Wayne Hinshaw column: My shadow
Sometimes in the heart of the cold winter’s grasp, feeling a bit melancholy but with time to contemplate the problems of the world both important and foolish, I’m sitting here thinking about my shadow. Yes, my shadow.
You know, it is that little, but sometimes big, dark-like figure that follows me around when the lightwaves from the sun strike me. It is mostly following me on the ground, but at times it might climb a wall beside me. It looks a lot like me, but it is an imperfect shape of me.
Sometimes my shadow is very small, only a few feet tall, but at other times, depending on the time of day or the season of the year, my shadow grows taller and larger than life. I can see the darkness of my shadow, but I can see all the way through my shadow. Could my shadow be a ghost or evil? Should I be afraid of my shadow? It seems harmless enough. It seems like a dark, blurred mirror of me, but on a sunny day, it will not go away from me.
If I walk very fast or run, it stays right by my side. Sometimes it is on my left side, but if I turn, it jumps to my right side just as quickly as I can turn. Could it be my soul?
No, I guess not. Everyone knows you can’t see your soul.

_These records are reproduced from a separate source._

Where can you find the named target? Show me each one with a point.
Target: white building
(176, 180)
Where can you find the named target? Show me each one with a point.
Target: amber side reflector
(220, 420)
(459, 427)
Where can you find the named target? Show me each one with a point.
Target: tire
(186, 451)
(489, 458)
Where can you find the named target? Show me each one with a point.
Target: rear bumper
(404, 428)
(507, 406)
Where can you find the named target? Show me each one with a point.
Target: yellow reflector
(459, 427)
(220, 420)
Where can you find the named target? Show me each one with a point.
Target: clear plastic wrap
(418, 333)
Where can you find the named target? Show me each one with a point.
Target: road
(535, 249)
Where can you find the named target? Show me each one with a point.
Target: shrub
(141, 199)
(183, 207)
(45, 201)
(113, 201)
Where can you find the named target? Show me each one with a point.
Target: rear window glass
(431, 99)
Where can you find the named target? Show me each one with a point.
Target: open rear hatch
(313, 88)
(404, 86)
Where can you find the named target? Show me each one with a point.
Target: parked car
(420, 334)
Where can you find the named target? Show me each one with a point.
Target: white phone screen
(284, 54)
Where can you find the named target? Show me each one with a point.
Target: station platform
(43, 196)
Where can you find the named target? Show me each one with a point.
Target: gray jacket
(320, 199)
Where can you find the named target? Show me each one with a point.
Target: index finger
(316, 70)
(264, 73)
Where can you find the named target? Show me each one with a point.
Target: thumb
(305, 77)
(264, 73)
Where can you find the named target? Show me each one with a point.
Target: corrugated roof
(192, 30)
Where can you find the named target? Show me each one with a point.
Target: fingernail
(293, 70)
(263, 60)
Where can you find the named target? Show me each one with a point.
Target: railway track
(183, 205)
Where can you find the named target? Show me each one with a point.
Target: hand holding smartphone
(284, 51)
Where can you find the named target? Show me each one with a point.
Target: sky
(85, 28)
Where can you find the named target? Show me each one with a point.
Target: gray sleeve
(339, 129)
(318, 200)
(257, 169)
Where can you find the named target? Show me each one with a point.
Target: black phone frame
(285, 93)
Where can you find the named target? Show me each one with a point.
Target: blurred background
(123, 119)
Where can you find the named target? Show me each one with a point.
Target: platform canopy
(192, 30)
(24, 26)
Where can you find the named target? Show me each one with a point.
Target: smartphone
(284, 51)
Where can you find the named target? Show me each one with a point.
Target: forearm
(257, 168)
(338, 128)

My shadow must be afraid of darkness, for when the darkness of night attacks the lightness of day, my shadow runs away somewhere and hides. Darkness is the only time I am relieved of the burden of my shadow. I would like to see where my shadow goes in the dark, but it will not let me follow. On a sunny day, if I walk into the woods, my shadow must surely play with me by hiding behind the trees and playing tricks on me, then it reappears when I see sunlight.
If my shadow was really me, would the sunlight shine through me, too? I guess not, since I am not transparent. I know my shadow is real. It has to be real, but when I try to touch it, my hand swings though empty air. I can touch a tree or a rock and they are real. Maybe my shadow is not real, at least not real like a rock or a tree.
If I fall down, when I look over to my side, there lies my shadow all curled up beside me. It didn’t protect me from falling, but it hit the ground also. Only a good friend would take the fall to the ground with me. I suppose I should call my shadow a good friend. If I do something stupid, my shadow is right there with me unless darkness scares it away or it is resting at night.
I can’t see my shadow’s face. It doesn’t have a face. It is a shadow with an imperfect outline of me, but it doesn’t share my features. My shadow doesn’t even leave footprints in the sand at the beach, but it quietly follows me? I don’t think it likes the water of the ocean. It won’t go into the water.
As a photographer, people with their shadows help give dimension and depth to my subjects. It can also be my enemy when it hides my subject in darkness. Sometimes, I use my camera’s flash of light to run the shadow away for a split second.
I think I know what my shadow is.
Conchitina R. Cruz writes, “What is a shadow? It is a self without a face or a name, all outline and no feature, the self on the verge of being erased. It is the incidental child of matter and light. Look how it spreads itself on the ground, weary but weightless, unable to leave a trace.”